Straight to the heart of it then. I should have known that would be the way with Jessen. He’s not one to mince words or beat around the bush. If he wants to know something, he doesn't shy away from asking the awkward questions.

“Um — right. Well …” Shit, this is a whole lot harder than I anticipated it was going to be, and I’d already figured it would be difficult. But he deserves an answer, so I give him one, even though it costs me to do so.

“I guess a better way of putting it would probably be frigid.”

“Frigid?”

Great. One- and two-word answers and questions. My heart sinks lower. At this point I’m thinking there’s probably no saving this shitshow, so I may as well just rip the Band-Aid off and tell him the truth.
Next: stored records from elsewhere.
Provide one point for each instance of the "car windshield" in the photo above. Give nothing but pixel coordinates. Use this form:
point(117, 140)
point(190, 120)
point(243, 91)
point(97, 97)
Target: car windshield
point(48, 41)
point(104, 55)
“Yeah, frigid. You know, cold, passionless, unresponsive – frigid.”

I can’t decide whether to be offended by his expression of incredulity or not. “Come again?”

Anger starts a slow burn in my gut, edging out a little of the sick ball of tension already in residence there. “What do you need me to repeat? What’s not to understand?”

“Then allow me to clarify. What the hell makes you say that?”

“I would think that’s pretty obvious, considering the circumstances that led to this conversation.”

Jessen takes a deep breath, lets it out slowly. “I think you and I have very different views of what frigid is.” I open my mouth to reply, but he shakes his head. “I’m not done.” Quirking an eyebrow at him, I close my mouth and gesture for him to continue.

“Agatha, I’m aware that I’ve not known you for a long time, but if there is anything I one hundred percent do know about you, it’s that you are the furthest thing from frigid. The woman who came alive in my arms tonight tells me that’s just bullshit. Where the fuck would you get an idea like that?”

“My ex-fiancé never missed an opportunity to tell me, that’s how Iknow.”

“Whoa – hold up. You were engaged?”

“Yeah, we were together for over six years. But by the end, things weren’t going well, so I gathered my courage in both hands and walked away. I figured it was better to be miserable on my own with a chance at healing, than being miserable with him and staying in that toxic environment.”

“So tell me, how is it you know the relationship was toxic, but still buy into the crap he fed you about being frigid?”

Knowing there’s no way around it, I sigh deeply. This is it. This the moment Jessen will realize Iambroken and will head for the door. I can’t even look at him as I make my confession.

“I know he’s right because …” God, why it this so hard? Just say it, dammit. “Well, I’ve never – you know …”

With herculean effort, I finally look up at him, to see if he understands what I’m trying to say. The frown is back.